Interviews with cinematographer Raoul Coutard and assistant director Pierre Rissient go into great detail about the filming process, and Godard’s unorthodox methods of shooting, scripting and working with actors. In another interview, documentarian D.A. Pennebaker (of Don’t Look Back and Monterey Pop fame) reinforces Coutard’s points about just how significant Godard’s documentary style of shooting was for a narrative film, and how the camera was the real star of Breathless.

Critic Jonathan Rosenbaum’s excellent video essay Breathless as Criticism regards Breathless as a metafilm, a film about other films and cinematic history. Touching on philosophy and aesthetics, it’s a close read of the film and its references, going so far as declare that the famous “in scene” jump cuts are obviously indicative of some sort of profound moral/philosophical disconnect in society. (All well and good, except that Godard just did them to save time).

A pair of shorts filmed by Godard as warm-ups for Breathless, and a twenty minute video essay about Jean Seberg (and her enigmatical face) by Mark Rappaport (which I think is excerpted from his 1995 film about Seberg), round out the extras, bar one.

The undoubted centerpiece of the collection, Claude Ventura’s 85 minute Chambre 12, Hotel de Suede (the name of the hotel where the famous bedroom scene was shot in) is almost reason enough alone to buy the Criterion set (well, aside from Breathless itself). Less a documentary than a meditation on the spirit and dream of a film taken deep within oneself, Ventura’s film plays as both tribute (it’s shot in black and white, with deadpan narration and a jazzy score) and exploration of what a film really means on a personal level.

Though he is rebuffed throughout the process by Godard (heard only on the end of a phone receiver), Ventura wades through notes, scripts and letters to uncover the gestation and birth of the film as well as interviewing the far-flung cast and crew, including Belmondo, Coutard and Claude Charbol. It’s a wonderful, dreamlike little film, which almost deserves its own review, and really captures that feeling of movie love that only the rarest of films can inspire.

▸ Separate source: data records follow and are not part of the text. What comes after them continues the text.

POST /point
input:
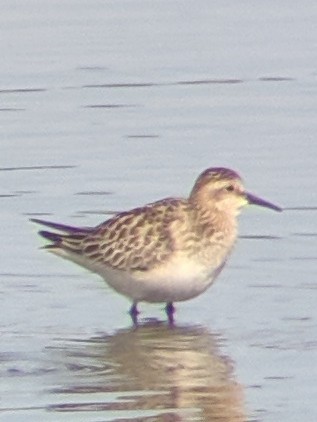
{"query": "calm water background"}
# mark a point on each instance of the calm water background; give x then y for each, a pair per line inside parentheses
(106, 105)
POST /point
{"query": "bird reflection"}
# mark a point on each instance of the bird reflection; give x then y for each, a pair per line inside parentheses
(158, 372)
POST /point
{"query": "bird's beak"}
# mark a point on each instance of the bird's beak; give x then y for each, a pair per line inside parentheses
(255, 200)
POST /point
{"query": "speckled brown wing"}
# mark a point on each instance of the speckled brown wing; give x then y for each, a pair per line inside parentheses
(134, 240)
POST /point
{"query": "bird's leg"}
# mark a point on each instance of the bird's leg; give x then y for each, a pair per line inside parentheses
(170, 310)
(134, 313)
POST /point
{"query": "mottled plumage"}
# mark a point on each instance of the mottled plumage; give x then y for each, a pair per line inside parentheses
(170, 250)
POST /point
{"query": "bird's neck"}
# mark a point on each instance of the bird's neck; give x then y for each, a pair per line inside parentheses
(210, 220)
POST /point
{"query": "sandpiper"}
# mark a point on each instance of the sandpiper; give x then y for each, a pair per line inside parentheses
(166, 251)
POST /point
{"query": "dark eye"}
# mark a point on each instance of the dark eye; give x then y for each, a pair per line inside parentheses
(230, 188)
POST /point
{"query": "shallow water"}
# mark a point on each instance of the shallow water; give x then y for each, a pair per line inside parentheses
(109, 105)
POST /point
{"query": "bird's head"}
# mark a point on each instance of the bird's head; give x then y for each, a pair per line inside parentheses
(222, 189)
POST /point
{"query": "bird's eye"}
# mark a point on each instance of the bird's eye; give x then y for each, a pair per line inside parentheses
(230, 188)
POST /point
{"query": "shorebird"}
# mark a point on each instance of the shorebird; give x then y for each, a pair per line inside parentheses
(167, 251)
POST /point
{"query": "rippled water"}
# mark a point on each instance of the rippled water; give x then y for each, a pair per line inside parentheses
(109, 105)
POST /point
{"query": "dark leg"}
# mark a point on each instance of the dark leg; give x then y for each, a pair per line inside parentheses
(134, 313)
(170, 310)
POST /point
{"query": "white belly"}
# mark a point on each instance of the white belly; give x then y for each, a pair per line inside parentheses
(168, 283)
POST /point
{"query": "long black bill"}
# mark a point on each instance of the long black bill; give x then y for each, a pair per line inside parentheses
(252, 199)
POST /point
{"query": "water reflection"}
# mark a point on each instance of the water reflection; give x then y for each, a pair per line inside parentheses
(153, 370)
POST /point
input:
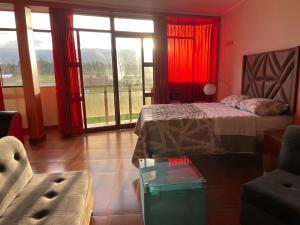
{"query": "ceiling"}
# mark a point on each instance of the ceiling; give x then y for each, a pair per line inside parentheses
(203, 7)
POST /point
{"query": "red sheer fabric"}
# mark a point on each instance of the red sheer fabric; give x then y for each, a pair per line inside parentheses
(192, 57)
(2, 107)
(66, 72)
(160, 78)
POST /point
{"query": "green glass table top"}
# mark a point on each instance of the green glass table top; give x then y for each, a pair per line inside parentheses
(169, 174)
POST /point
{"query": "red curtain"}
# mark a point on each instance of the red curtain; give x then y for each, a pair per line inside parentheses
(192, 56)
(160, 76)
(66, 72)
(2, 107)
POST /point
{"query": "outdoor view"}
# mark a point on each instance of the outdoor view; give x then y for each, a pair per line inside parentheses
(96, 56)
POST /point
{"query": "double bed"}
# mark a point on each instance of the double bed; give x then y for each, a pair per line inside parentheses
(216, 128)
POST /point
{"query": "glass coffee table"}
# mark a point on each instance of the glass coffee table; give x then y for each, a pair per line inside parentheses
(172, 192)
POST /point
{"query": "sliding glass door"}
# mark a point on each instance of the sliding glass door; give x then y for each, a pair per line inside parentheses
(115, 57)
(129, 58)
(95, 49)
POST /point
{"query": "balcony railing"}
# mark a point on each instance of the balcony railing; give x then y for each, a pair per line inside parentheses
(100, 109)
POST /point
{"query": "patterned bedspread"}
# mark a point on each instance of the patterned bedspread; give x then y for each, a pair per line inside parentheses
(170, 128)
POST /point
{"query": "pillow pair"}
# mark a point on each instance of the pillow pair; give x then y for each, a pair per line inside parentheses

Overall, the features accompanying Breathless mostly tend to focus on the process and methods of the film, digging deep to reconstruct the entire production matter-of-factly, without bloviating on about what the film “means”, or looking back on it through the prism of reputation and legacy. They complement without getting in the way, adding depth and insight where necessary without diminishing the enjoyment of the film, or forcing interpretations on the viewer. They let the lasting greatness of the film speak for itself. Breathless stands as its own best argument for its enduring significance.